“This is part of my Watercolor Lessons series of posts, where I share personal experiences that I feel have not been sufficiently or succinctly covered elsewhere. If you’re interested only in the lessons and not my normal blog posts, you can easily select them in the categories box on the right. ”
When I first started watercolor painting, the singular thing I spent the most time trying to figure out was this easel. Through lots of research on the internet about what people had done, this setup was the easiest and least expensive that I could put together. I had seen Alvaro Castagnet working with a similar easel and wanted to try to make one myself. Note: This is my first attempt at making a board from foamcore instead of wood, so come on! Let’s try this experiment together. The steps are almost the same, though.
The Swiveling Easel – Why? Well, I’ll tell ya.
In watercolor, it’s very important to control the flow of the water on the paper. Sometimes you may want the water (and therefore the pigment) to lay flat and not move around much. In other circumstances, you might want the paint and water to move quickly down the paper. This easel setup will allow you to do just that without having to make adjustments to the easel while you’re working.
Note: I usually use a thin board made from processed wood for this, but since I needed a larger board for some larger work, and I was concerned about weight, I went with foamcore. It’s not nearly as sturdy as the the wood, as you can see in the video.
The supplies you need are:
- sturdy but lightweight tripod with a quick-release shoe. Make sure you get one that has extra shoes readily available. I have a number of boards in the same and different sizes that I can swap instantly.
thingy (see below. I don’t know what it’s called.)Tee Nut – Threads should be the same diameter as the original screw on your tripod’s shoe.
- screw (I use one with an allen wrench head so I can really crank it down)
- long ruler – I recommend you get one with a finger guard for all your cutting needs.
- box cutter
- packing tape
- awe or drill (depending on the surface you’re using)
Tripod: The SLIK F740 tripod is one I highly recommend. The shoes are wide and large, adding a greater surface area for the board to rest on. In addition, the tripod itself is well made, sturdy, and inexpensive. You can find it on Amazon here, but you may want to ask at your local camera store if you can get the replacement shoes easily. Where I live, they’re very easy to find and cheap, but I don’t see any on the American Amazon website. It doesn’t matter what tripod you use as long as it’s sturdy, lightweight, and has quick release shoes that are fairly large.
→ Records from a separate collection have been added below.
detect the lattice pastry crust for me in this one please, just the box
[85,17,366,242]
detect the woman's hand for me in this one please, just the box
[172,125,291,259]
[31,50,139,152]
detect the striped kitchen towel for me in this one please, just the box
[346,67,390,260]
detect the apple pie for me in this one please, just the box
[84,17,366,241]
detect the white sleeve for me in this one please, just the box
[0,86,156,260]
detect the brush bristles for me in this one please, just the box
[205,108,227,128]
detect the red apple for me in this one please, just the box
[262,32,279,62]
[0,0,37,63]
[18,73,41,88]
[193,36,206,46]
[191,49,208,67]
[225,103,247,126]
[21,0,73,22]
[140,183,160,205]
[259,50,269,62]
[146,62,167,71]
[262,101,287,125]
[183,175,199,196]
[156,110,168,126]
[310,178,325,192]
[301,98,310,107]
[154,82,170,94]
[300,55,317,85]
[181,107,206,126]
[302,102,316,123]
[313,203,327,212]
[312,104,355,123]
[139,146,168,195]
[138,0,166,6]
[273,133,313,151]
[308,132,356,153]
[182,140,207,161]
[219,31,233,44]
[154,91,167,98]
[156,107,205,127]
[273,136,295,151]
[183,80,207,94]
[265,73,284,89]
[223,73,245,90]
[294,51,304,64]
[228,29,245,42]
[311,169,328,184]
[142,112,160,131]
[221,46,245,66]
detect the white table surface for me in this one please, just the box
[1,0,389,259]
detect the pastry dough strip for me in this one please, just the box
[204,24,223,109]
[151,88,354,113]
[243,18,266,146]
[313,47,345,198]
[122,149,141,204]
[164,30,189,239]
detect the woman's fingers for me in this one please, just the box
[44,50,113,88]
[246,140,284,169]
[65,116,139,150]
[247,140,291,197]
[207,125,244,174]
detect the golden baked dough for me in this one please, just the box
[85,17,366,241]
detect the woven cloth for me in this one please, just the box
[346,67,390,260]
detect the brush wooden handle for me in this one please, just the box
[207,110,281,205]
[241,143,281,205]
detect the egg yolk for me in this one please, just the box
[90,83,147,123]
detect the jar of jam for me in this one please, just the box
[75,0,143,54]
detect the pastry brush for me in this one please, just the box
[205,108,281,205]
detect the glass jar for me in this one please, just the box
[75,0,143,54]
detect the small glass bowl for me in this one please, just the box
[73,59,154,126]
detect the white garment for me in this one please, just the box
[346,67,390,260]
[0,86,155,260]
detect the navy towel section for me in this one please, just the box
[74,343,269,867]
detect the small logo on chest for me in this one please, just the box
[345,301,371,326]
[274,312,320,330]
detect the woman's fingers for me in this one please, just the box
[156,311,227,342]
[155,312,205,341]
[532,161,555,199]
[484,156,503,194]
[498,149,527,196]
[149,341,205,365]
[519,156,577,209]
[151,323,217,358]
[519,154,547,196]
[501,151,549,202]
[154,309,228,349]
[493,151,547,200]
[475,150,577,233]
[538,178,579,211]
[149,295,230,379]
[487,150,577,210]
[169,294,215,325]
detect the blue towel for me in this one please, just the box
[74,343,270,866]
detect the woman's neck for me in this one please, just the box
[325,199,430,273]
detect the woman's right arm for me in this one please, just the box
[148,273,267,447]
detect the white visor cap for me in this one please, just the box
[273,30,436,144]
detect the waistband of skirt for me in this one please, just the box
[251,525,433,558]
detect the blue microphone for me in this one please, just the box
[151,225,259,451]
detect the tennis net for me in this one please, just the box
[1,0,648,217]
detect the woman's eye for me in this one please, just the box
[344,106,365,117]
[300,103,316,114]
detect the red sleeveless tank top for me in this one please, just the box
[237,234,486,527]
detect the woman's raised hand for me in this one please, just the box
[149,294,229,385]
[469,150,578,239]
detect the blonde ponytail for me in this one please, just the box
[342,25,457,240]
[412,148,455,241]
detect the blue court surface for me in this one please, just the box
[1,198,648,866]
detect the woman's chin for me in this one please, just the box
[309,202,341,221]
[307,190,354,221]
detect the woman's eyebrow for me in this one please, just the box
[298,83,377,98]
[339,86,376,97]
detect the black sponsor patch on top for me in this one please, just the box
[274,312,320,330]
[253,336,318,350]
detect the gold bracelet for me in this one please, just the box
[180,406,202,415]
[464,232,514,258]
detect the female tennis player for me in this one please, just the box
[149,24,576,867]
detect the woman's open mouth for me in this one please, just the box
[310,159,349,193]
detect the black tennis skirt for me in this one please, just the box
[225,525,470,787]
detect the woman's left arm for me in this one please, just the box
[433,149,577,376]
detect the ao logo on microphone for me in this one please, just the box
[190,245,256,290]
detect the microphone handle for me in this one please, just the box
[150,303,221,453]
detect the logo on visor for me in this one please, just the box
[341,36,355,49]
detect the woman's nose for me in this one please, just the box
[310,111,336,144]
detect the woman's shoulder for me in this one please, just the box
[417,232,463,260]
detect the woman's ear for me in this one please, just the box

Support: If you’re working small (45×60 cm or less), I highly recommend using processed wood instead of foamcore. It’s a much sturdier and more secure surface to work on. The downside is it’s much heavier. If you go this route, see what your local hardware store has to offer. Plywood is probably going to be too heavy to carry around, and may push the limits of the tripod.
Cut the Board to the Required Size
I mark it out lightly first with a marker or pencil. It’s easy to cut when using foamcore. If you use wood (like I usually do) and you don’t have the necessary tools, you can ask the store to cut it for you.
I leave about a half an inch on three sides and more on one side so I can tape scrap paper there and check my colors before using them.
Tape the Edges
Makes it look nice and protects it from moisture.
Find the Center and Use an Awe or Drill to Make a Hole
This hole should be slightly larger than the diameter of the tee nut’s shaft. Hey, you in the back, stop laughing. Geesh, there’s one in every crowd.
Attach the Shoe to the Board
Here are the supplies you’ll need for this step. The screw and threads on the tee nut must be the same diameter as the original screw on your tripod, or at least a diameter that allows the screw to fit into the shoe’s original opening.
Hammer the tee nut into the board. These brilliant little devices have spikes that dig down into the board and keep the screw secure. No matter how you turn and twist the board, they won’t loosen. When I use wood, I add a silicone glue to make this even more sturdy. I was afraid to try it with the foamcore, and maybe that’s partially why it’s not as sturdy as I would like. My wooden boards are much more sturdy.
Remove the original screw from your shoe and insert the new one. NOTE: You may be able to avoid this step if you can find a tee nut that has the same threads as your shoe’s original screw. I couldn’t, and it was just easier to buy a matching screw.
Add washers to the shoe so that when you screw it into the board, the screw doesn’t protrude from the opposite side.
You want to make this as flush as possible, so use washers to keep the screw from coming through too far.
Here’s what it looks like on the back.
Put a piece of tape over the metal to protect it from moisture, and to protect your paper.
Attach the shoe to the tripod, and you’re ready to go!
The foamcore is easier to assemble than the wooden boards, but I’m not entirely happy with the stability. I think the main issue is the tee nut isn’t able to get the same grip it has with the wood. I’ll play with this some more in the future and update this post if I find any solutions. I’m considering gluing heavy cardstock or even a thin piece of wood to the back of the board to give the tee nut a firmer hold. I haven’t had a chance to paint on this large board yet. It seems like it will be okay, but if you are working in a smaller size, I would still recommend going with a wood surface. I use wood up to a 45×60 cm surface, and it works very well.
As always, good luck, have fun, and go paint something great!